FILE - Supporters take part in a rally organized by Germany's right-wing National Democratic Party of Germany, in Dresden, Germany, June 9, 2016.

FILE - Supporters take part in a rally organized by Germany's right-wing National Democratic Party of Germany, in Dresden, Germany, June 9, 2016.

Germany's Constitutional Court on Tuesday said the far-right National Democratic Party (NPD) resembled Adolf Hitler's Nazi party, but ruled against banning it because it presented no threat to democracy.

Germany's intelligence agency described the NPD as racist and anti-Semitic and the attempt by the country's 16 federal states to outlaw the party came amid rising support for right-wing groups stoked by popular resentment over the influx of migrants.

While the court said the party's aims violated the constitution, it ruled that there was insufficient evidence it would wield power. Under German law there must be hard proof that a party puts democracy at risk for it to be banned.

"The NPD intends to replace the existing constitutional system with an authoritarian national state that adheres to the idea of an ethnically defined 'people's community'," the court said in its ruling.

"However, currently there is a lack of specific and weighty indications suggesting that this endeavor will be successful."

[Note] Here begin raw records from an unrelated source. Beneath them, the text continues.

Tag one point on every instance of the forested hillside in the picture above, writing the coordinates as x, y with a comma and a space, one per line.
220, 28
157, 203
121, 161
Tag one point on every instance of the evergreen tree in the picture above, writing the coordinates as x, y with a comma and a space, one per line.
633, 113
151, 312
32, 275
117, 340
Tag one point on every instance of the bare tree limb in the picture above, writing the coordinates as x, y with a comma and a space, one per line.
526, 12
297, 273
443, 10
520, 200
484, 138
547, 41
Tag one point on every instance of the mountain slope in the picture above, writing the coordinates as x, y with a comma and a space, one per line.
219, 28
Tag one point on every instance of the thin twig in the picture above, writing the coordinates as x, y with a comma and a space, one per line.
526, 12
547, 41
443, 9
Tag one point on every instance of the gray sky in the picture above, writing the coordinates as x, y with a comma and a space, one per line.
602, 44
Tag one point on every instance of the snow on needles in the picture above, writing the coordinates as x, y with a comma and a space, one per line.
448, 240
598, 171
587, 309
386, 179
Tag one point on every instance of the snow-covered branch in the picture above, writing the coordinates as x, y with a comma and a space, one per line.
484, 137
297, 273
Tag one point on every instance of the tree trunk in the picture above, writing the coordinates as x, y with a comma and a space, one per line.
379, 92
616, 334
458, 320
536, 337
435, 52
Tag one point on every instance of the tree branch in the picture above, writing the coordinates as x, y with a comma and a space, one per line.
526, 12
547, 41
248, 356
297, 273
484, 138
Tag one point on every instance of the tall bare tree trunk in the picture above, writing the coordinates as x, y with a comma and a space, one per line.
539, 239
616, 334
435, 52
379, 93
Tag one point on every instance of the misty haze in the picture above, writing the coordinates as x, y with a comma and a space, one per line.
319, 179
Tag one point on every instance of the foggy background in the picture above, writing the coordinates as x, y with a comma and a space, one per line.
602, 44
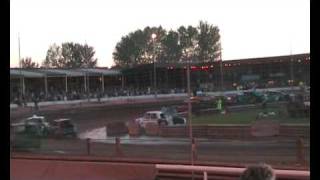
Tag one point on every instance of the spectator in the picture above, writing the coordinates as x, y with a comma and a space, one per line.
258, 172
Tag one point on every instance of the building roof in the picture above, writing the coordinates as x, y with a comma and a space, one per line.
40, 72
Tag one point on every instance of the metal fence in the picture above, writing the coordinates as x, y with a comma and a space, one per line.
276, 151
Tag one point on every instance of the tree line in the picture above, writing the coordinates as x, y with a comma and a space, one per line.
202, 42
138, 47
68, 55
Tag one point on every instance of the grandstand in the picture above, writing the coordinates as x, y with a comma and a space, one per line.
72, 84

The tough conditions for banning a political party is in part a legacy of the crushing of dissent in the Nazi era and communist East Germany.

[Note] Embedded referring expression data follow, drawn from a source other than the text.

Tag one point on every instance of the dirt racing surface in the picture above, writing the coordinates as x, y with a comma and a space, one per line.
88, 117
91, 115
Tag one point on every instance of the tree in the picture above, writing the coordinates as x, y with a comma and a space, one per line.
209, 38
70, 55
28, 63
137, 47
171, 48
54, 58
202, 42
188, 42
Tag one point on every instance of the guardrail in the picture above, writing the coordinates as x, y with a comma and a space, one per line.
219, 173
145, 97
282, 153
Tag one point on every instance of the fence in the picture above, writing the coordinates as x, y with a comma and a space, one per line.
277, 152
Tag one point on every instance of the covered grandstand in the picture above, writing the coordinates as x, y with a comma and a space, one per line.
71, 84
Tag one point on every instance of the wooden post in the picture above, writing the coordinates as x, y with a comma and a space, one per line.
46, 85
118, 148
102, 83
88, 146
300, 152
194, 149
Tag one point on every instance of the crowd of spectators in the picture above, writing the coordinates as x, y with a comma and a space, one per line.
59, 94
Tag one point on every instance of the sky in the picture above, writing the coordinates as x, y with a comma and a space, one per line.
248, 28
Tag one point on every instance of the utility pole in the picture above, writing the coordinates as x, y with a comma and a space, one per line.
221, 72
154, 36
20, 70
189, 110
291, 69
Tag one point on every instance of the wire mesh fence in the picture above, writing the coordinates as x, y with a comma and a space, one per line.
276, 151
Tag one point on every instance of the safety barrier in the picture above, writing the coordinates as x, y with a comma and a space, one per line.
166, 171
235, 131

Ahead of federal elections in September, the NPD has been largely overshadowed by the anti-immigrant Alternative for Germany (AfD), for whom support has soared to 15 percent in polls, and it has failed to capitalize on the refugee crisis.

Neo-Nazi ties

The NPD has never won enough support to win seats in the federal parliament and in September lost its last seat in a regional assembly. It is, though, represented on local councils and in 2014 won a seat in the European Parliament.

"It appears to be entirely impossible that the NPD will succeed in achieving its aims by parliamentary or extra-parliamentary democratic means," said the court.

Germany's domestic intelligence agency says the NPD, established in 1964, has about 5,000 members, in a country of 82 million, and links to some violent neo-Nazis. Several senior NPD figures have been convicted of Holocaust denial or incitement but the party denies any involvement in violence.

"Identification with leading personalities of the (Nazi) party, the use of selected National Socialist vocabulary, texts, songs and symbols, as well as revisionist statements with regard to history demonstrate an affinity ... with the mindset of National Socialism," said the court.

Some politicians argue that allowing the fringe NPD to exist would legitimize it and send a signal that its right-wing views are acceptable. Others say a ban could be counterproductive and push its members underground.

Only two parties have been banned since World War II – the Socialist Reich Party, a successor to Hitler's Nazis, in 1952, and the Communist Party in 1956 in West Germany.

An earlier attempt to ban the NPD in 2003 collapsed because some of the party officials used as witnesses turned out to be government-paid informants.